Robot Chicken : Star Wars par cinematraque
Robot Chicken est une série iconoclaste. Il est même difficile d’appliquer à cet objet télévisuel le qualificatif de série. Si, de saison en saison, on retrouve des personnages récurrents, le récit en lui-même tient du non-sens, et se résume au concept suivant : suite à un accident de la route, un poulet est transformé en robot par un scientifique fou. Par sadisme, ce dernier attache la pauvre bête à une chaise électrique et l’oblige à regarder la télévision. Devant elle s’étalent des centaines d’écrans où se déroulent une multitude de programmes.
L’idée est alors, pour les créateurs de Robot Chicken, de mettre les spectateurs dans la peau du poulet décervelé et robotisé. Pendant 20 minutes, nous assistons à un zapping incessant sur des publicités, des bouts de séries télévisées, de films à grands spectacles, de journaux télévisés ou de breaking news en direct de massacres de masse, ainsi que des reality shows plus obscènes les uns que les autres. Au travers ce déchaînement d’images, c’est l’Amérique qui nous est montrée dans ce qu’elle a de plus violent, de plus raciste, de plus cynique et de plus antisémite. L’oeuvre de Seth Green (Oui, le fameux Oz de Buffy contre les vampires) et Matthew Senreich pourrait se rapprocher des poses radicales de South Park, avec peut-être un peu plus d’infanticides.
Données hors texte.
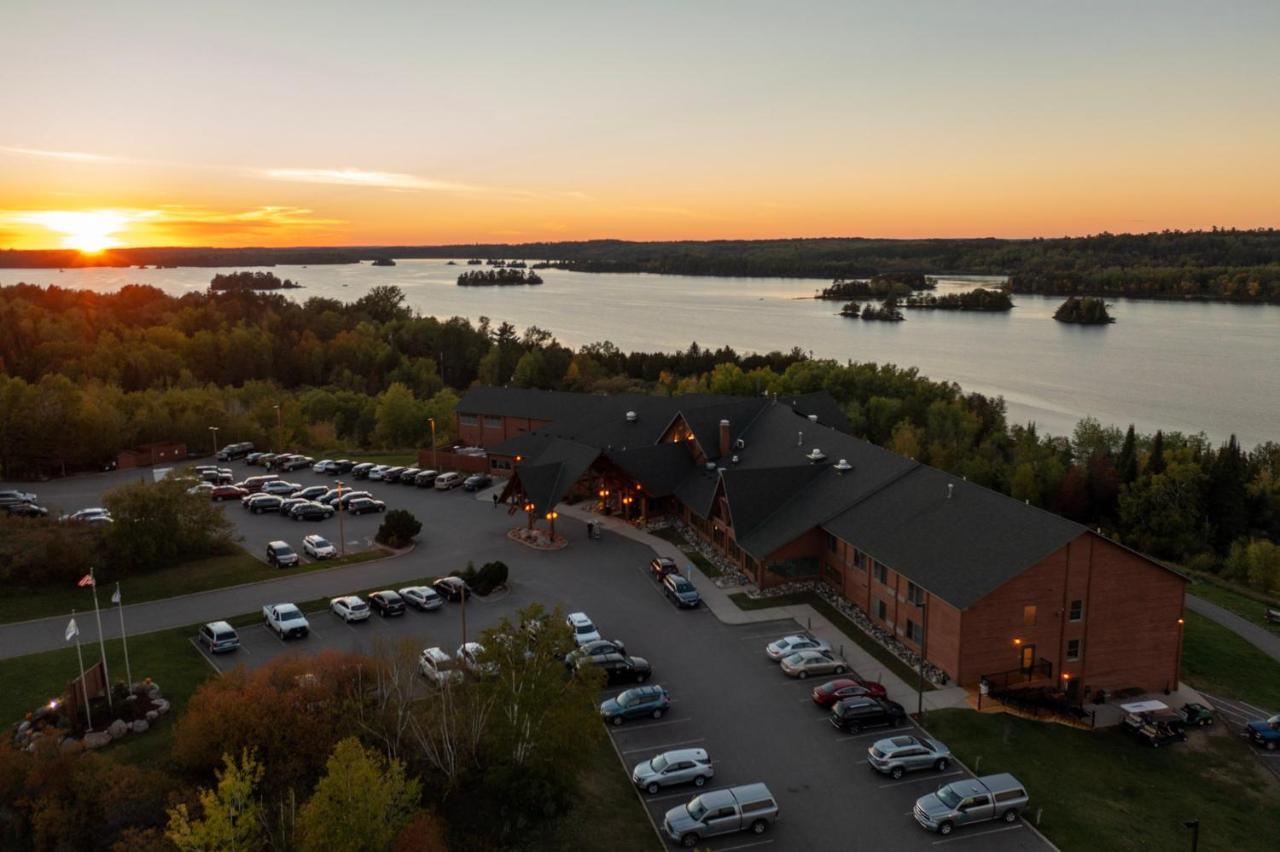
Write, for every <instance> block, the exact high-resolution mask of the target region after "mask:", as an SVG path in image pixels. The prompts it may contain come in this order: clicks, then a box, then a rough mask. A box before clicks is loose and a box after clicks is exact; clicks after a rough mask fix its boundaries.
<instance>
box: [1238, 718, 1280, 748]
mask: <svg viewBox="0 0 1280 852" xmlns="http://www.w3.org/2000/svg"><path fill="white" fill-rule="evenodd" d="M1244 730H1245V734H1247V736H1248V738H1249V741H1251V742H1254V743H1257V745H1258V746H1262V747H1263V748H1266V750H1267V751H1275V750H1276V748H1280V714H1276V715H1274V716H1271V718H1270V719H1256V720H1253V722H1249V723H1248V724H1245V725H1244Z"/></svg>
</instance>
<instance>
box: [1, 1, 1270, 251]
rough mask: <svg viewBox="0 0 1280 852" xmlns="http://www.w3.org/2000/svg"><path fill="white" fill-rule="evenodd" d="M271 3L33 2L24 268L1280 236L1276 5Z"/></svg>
mask: <svg viewBox="0 0 1280 852" xmlns="http://www.w3.org/2000/svg"><path fill="white" fill-rule="evenodd" d="M125 5H128V6H132V5H134V4H125ZM262 5H264V4H247V3H244V4H242V3H228V4H220V5H219V6H218V8H216V9H214V8H210V9H204V10H201V12H192V13H188V12H183V13H178V12H174V10H172V9H170V8H168V6H163V5H151V4H137V6H138V9H137V12H138V14H132V15H129V14H116V12H115V10H114V8H106V6H104V5H101V4H93V3H82V4H77V3H68V4H58V5H56V6H51V5H50V4H19V5H18V8H17V9H15V10H13V12H12V13H10V12H9V10H6V19H8V20H9V23H12V24H14V26H6V27H5V28H4V31H3V32H0V51H3V52H0V55H5V56H6V58H8V59H9V61H10V64H12V65H13V67H19V68H38V69H40V73H33V74H29V75H24V77H23V78H22V84H20V86H9V87H5V90H4V91H3V92H0V114H3V115H5V116H6V120H5V122H4V124H3V125H0V248H4V247H8V248H55V247H63V246H67V247H74V248H102V247H110V246H166V244H207V246H244V244H255V246H284V244H397V243H399V244H404V243H415V244H421V243H453V242H526V241H540V239H589V238H603V237H616V238H626V239H705V238H753V237H822V235H864V237H950V235H1002V237H1029V235H1062V234H1085V233H1097V232H1100V230H1111V232H1148V230H1160V229H1164V228H1183V229H1189V228H1208V226H1212V225H1221V226H1240V228H1254V226H1265V225H1277V224H1280V157H1276V156H1275V146H1276V139H1280V102H1277V100H1280V96H1277V93H1276V92H1277V87H1276V86H1275V84H1274V83H1275V79H1277V77H1280V75H1277V73H1276V72H1277V70H1280V59H1277V51H1275V50H1274V43H1275V42H1276V37H1277V36H1280V5H1277V4H1274V3H1234V4H1224V5H1221V6H1213V8H1210V5H1208V4H1192V3H1176V1H1170V3H1161V4H1157V5H1152V6H1149V8H1147V6H1143V4H1134V5H1133V6H1126V8H1125V9H1124V10H1115V9H1111V8H1108V6H1097V8H1089V5H1088V4H1083V5H1082V6H1080V8H1075V6H1073V8H1070V9H1068V8H1062V6H1061V5H1053V4H1034V3H1033V4H1025V3H1016V4H1015V3H995V1H993V3H989V4H984V5H982V6H980V8H979V9H978V10H975V9H974V8H973V6H966V8H965V9H960V8H959V5H957V4H947V3H922V4H916V5H913V9H911V12H910V13H908V12H902V10H897V12H895V10H893V9H891V8H888V6H886V5H884V4H858V3H829V4H828V3H813V4H806V5H805V6H804V8H803V13H797V12H795V10H792V9H783V8H782V5H780V4H769V3H753V1H742V3H732V4H726V3H705V4H694V5H690V4H678V3H658V1H655V3H652V4H645V5H644V6H643V8H640V6H632V8H622V6H604V8H602V6H600V5H599V4H590V5H581V4H575V3H550V4H547V5H545V6H543V5H539V6H538V8H536V9H535V8H527V6H525V5H522V4H509V5H506V4H497V5H488V4H485V8H484V9H461V10H460V9H448V10H442V9H439V8H431V9H428V8H426V6H424V5H422V4H408V3H406V4H397V3H389V4H387V5H385V6H379V10H378V13H376V14H372V13H364V14H356V13H352V12H351V10H349V9H344V8H339V4H328V3H317V4H302V5H298V6H294V8H291V4H288V3H282V4H279V6H276V4H270V5H271V8H270V9H265V10H264V9H260V8H259V6H262ZM301 10H306V14H300V13H301ZM1157 10H1158V14H1156V13H1157ZM143 12H145V14H143ZM282 32H288V33H289V37H288V38H283V37H278V36H276V33H282Z"/></svg>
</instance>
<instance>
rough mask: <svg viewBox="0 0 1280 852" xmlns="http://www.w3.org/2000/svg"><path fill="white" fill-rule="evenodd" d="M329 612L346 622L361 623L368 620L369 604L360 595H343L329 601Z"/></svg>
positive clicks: (348, 622) (334, 597)
mask: <svg viewBox="0 0 1280 852" xmlns="http://www.w3.org/2000/svg"><path fill="white" fill-rule="evenodd" d="M329 610H330V611H332V613H333V614H334V615H337V617H338V618H340V619H342V620H344V622H347V623H348V624H349V623H352V622H362V620H365V619H367V618H369V604H366V603H365V601H364V600H361V597H360V595H343V596H342V597H334V599H333V600H330V601H329Z"/></svg>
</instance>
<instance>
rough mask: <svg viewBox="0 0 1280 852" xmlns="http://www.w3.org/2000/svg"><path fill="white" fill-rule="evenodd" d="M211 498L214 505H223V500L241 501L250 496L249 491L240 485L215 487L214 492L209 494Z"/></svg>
mask: <svg viewBox="0 0 1280 852" xmlns="http://www.w3.org/2000/svg"><path fill="white" fill-rule="evenodd" d="M209 496H210V498H211V499H212V501H214V503H221V501H223V500H239V499H241V498H246V496H248V490H247V489H242V487H241V486H238V485H215V486H214V490H212V491H210V493H209Z"/></svg>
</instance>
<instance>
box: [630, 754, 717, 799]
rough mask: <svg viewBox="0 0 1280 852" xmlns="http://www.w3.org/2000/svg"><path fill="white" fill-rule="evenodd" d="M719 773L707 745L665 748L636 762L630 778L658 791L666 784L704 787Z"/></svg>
mask: <svg viewBox="0 0 1280 852" xmlns="http://www.w3.org/2000/svg"><path fill="white" fill-rule="evenodd" d="M714 774H716V770H714V769H712V759H710V757H708V756H707V751H705V750H704V748H678V750H676V751H664V752H662V753H660V755H655V756H654V757H650V759H649V760H646V761H644V762H640V764H636V768H635V770H632V773H631V780H632V782H634V783H635V785H636V787H639V788H641V789H644V791H648V792H649V793H657V792H658V791H659V789H660V788H663V787H671V785H672V784H687V783H690V782H692V784H694V785H695V787H701V785H703V784H705V783H707V780H708V779H709V778H710V777H712V775H714Z"/></svg>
Il y a chez eux un véritable plaisir à faire exploser le fantasme d’une enfance douce et naïve. Ce qu’imaginent ces deux artistes n’est pourtant pas très éloigné des jeux d’enfants : on y voit ainsi Barbie se faire décapiter, Ken forcé de faire des galipettes avec Musclor, ou encore Skeletor devenir un affectueux baby-sitter. Ce qui fait en partie le sel de ce programme télévisuel est qu’il donne vie à toutes les figurines qui ont bercé notre enfance, nous les trentenaires, dans un univers ultra violent. On pourrait croire la chose impossible dans un pays aussi puritain que les États-Unis: bien au contraire, c’est le paradoxe du capitalisme américain d’accepter d’être aussi radicalement et violemment caricaturé. Lorsqu’il s’agit de jouets ou d’argent, tout est permis. A travers les actes sociopathes de G.I Joe, s’exprime une angoisse réelle vis-à-vis d’une société matérialiste et, de plus en plus, militariste. Mais plutôt que de jouer sur la peur, Seth Green choisit de nous faire rire. Il hérite en fait de l’esprit sarcastique que l’on trouve dans les films de Paul Verhoeven, tout en utilisant les pulsions violentes des enfants qu’on retrouve chez Tim Burton. Bref, encore plus que South Park, Robot Chicken apporte à l’univers du dessin animé un esprit punk très rafraîchissant. Diffusé évidemment sur MTV (vitrine du spectaculaire retourné et du teen spirit) Robot Chicken se devait de rendre hommage à l’esprit qui lui a donné corps : celui de Georges Lucas.
En détournant les produits issus du merchandising de Lucas Film, Seth Green prolonge le discours anti-impérialiste et anarchisant qui se cache derrière la Saga commerciale Star Wars. Car, en inondant les chambres enfantines de personnage Star Wars, Georges Lucas a obtenu la liberté artistique qu’il désirait tout en offrant à ses fans un moyen de participer à la construction d’une mythologie. Il est donc tout naturel que Robot Chicken rende aujourd’hui hommage à la saga de Georges Lucas, sous la forme d’une parodie. Moins acides que le reste de la série, les trois épisodes que l’on trouve aujourd’hui en DVD n’en restent pas moins tout aussi drôles. Un excellent moyen de rentrer dans l’esprit tordu des créateurs, en offrant une version politiquement plus sage, et plus geek de la série. Mais si vous vous posiez des questions sur les relations incestueuses entre Luke Skywalker et la Princesse Leia, ou sur la passion amoureuse liant Anakin Skywalker avec l’Empereur Palpatine, vous en aurez pour votre argent. Un achat qu’on vous conseillera pour les fêtes de fin d’années.
On peut par contre se poser des questions sur l’emballage, le contenu du coffret DVD étant assez pauvre. Si on trouve deux ou trois bonus dans l’esprit corrosif de Robot Chicken, l’ensemble parait bien paresseux. En premier lieu, Seth Green qui nous apparaît comme on l’imagine : un glandeur préférant montrer l’image d’un cancre, plutôt que celle d’un artiste. Son compère et lui fabriquent la légende d’être les employés les plus heureux du monde qui s’amusent plutôt qu’ils ne travaillent. Autant sur le fond que sur la forme, la plupart des bonus n’ont pas vraiment d’intérêt. Dommage. Mais tout ça, après tout, n’est qu’un jeu d’enfant turbulent.